Saturday, March 30, 2019
Diabetes and Feet: Why do people not go to the podiatrist?
Australia has a very high number of lower limb amputations, and many experts believe most are preventable with greater awareness of the dangers of diabetes in the earlier stages of the disease and better access to services. Foot problems are a leading cause of hospitalisation in Australia which makes it essential for those in high risk to be able to access subsidised, regular consultations and services. The total annual cost for Australians with type 2 diabetes is up to $6 billion including healthcare costs, the cost of carers and Commonwealth government subsidies. The average annual healthcare cost per person with diabetes is $4,025 if there are no associated complications. However, this can rise to as much as $9,645 in people with both micro- and macrovascular complications. For type 1 diabetes, the total annual cost in Australia is $570 million, with the total average annual cost per person being $4,669. The average total annual cost is $3,468 for people without complications; however, this can rise to $16,698 for people with both micro- and macro vascular complications. One visit to a podiatrist can reduce the risk of serious complication by as much as a third. So it makes sense to make a friend of your podiatrist especially if you are trying to cope with a chronic disease like Diabetes.
So why do people not use podiatry services more?

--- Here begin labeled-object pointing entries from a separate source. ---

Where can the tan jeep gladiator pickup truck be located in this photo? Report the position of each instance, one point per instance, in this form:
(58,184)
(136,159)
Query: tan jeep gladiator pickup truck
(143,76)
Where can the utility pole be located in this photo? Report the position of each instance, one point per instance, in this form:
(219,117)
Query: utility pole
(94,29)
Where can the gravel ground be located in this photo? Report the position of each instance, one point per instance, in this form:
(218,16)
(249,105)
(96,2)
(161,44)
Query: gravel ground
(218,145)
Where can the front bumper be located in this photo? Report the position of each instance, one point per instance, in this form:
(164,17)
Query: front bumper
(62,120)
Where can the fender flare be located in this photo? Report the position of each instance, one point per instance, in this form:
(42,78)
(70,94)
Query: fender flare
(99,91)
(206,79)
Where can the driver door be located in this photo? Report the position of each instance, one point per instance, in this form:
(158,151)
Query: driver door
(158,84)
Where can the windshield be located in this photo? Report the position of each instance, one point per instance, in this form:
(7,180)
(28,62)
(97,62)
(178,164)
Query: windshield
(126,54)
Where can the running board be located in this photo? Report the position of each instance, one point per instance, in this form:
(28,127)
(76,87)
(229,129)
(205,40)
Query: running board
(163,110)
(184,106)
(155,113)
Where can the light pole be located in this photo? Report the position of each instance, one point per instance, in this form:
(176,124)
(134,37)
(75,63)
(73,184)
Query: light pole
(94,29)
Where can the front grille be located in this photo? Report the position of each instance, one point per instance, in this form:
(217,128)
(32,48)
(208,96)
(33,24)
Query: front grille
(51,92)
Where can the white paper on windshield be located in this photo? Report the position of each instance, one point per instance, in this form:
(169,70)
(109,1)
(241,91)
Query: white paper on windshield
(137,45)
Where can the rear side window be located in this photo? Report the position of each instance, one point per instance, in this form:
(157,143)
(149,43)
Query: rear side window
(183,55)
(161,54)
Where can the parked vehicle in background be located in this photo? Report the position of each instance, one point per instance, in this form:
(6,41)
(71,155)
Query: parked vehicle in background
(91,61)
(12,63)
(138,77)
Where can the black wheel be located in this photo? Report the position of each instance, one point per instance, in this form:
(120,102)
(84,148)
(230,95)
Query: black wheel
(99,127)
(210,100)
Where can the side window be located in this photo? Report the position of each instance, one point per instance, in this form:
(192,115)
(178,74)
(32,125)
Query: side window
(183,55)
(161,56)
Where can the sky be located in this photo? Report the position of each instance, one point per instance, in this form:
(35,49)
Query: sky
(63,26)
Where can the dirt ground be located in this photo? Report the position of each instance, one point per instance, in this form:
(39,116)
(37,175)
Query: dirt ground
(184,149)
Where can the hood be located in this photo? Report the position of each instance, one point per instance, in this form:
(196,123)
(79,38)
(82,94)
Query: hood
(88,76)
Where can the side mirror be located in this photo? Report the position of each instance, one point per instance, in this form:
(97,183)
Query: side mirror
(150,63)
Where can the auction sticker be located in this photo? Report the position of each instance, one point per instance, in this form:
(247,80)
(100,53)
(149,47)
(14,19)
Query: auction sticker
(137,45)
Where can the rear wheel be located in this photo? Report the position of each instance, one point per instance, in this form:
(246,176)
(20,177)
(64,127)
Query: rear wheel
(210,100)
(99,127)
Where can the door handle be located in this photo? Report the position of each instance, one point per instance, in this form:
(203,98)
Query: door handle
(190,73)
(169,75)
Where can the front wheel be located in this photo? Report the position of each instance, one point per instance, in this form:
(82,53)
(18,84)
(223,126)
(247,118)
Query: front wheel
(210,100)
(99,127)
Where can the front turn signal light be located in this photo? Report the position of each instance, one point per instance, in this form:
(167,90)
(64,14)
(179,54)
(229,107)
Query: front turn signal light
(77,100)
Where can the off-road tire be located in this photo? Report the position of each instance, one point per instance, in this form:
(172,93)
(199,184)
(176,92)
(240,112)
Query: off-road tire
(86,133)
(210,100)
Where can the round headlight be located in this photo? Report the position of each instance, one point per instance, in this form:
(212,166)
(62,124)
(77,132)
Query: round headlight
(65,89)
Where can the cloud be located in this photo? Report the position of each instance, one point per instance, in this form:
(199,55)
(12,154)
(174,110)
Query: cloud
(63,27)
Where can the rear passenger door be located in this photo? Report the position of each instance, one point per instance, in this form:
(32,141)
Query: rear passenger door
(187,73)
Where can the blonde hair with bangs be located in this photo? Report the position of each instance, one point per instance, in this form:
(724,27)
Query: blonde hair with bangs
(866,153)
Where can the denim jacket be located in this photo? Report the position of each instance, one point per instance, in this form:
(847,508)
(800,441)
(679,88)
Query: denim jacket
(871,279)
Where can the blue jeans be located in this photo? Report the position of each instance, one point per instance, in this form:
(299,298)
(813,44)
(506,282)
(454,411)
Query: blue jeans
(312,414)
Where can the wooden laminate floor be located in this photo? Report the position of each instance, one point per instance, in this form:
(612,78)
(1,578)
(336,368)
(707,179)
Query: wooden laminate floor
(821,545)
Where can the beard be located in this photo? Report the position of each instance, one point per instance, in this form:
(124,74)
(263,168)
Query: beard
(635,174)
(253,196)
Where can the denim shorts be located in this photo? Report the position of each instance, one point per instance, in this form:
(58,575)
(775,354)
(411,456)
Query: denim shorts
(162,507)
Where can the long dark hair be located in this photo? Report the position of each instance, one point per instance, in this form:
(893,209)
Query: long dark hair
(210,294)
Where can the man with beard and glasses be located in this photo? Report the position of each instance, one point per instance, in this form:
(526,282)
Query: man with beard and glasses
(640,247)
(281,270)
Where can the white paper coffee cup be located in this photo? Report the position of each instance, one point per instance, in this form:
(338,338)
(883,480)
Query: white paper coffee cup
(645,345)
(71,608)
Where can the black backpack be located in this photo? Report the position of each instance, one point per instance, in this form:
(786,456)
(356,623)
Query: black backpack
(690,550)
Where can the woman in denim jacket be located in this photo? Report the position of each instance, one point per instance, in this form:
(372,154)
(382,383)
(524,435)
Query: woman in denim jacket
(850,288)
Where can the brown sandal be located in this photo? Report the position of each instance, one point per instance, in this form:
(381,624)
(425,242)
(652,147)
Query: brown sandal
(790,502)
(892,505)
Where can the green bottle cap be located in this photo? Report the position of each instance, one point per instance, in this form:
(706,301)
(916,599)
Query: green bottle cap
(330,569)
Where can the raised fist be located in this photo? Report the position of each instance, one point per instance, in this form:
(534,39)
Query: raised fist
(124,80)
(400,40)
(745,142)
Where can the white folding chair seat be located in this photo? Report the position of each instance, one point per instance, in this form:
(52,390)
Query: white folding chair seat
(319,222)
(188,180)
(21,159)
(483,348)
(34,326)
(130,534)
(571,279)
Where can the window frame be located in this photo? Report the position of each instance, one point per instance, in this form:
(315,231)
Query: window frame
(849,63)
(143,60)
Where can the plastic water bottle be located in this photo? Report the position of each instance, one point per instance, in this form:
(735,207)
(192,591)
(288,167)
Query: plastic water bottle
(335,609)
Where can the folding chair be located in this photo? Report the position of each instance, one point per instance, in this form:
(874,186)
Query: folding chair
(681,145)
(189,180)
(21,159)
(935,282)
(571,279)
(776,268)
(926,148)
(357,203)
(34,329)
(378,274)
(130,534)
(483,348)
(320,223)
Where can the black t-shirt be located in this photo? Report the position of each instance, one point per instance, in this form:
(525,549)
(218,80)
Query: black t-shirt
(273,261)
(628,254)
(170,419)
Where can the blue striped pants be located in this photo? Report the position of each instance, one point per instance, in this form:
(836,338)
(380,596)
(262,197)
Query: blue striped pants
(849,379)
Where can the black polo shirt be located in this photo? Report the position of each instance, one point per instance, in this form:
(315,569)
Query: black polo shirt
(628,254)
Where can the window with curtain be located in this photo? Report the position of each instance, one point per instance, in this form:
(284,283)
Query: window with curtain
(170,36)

The majority of podiatrists in Australia work in the private sector and a single consultation can cost $90 (or more) which if you do not have private health insurance is an expensive exercise. On average it is not uncommon to attend for podiatrist maintenance every 6- 8 weeks, and more if skin and nail pathologies persist. So that does knock a hole in your pocket.
Currently, GPs may refer people coping with chronic illness such as diabetes to specialist services such as podiatrist, physiotherapist and other health care profession through Medicare. The Chronic Disease Management program allows up to five consultations per calendar year. However when a person requires help from several health professionals, then you need to share the five visits among them. The immediate benefit to the GP is they receive a professional evaluation which helps them manage their patients in a more informed way. Many people, however, use their free Medicare referral to cover the most expensive fees, which is perfectly understandable but does mean they ignore important preventative services such as podiatry.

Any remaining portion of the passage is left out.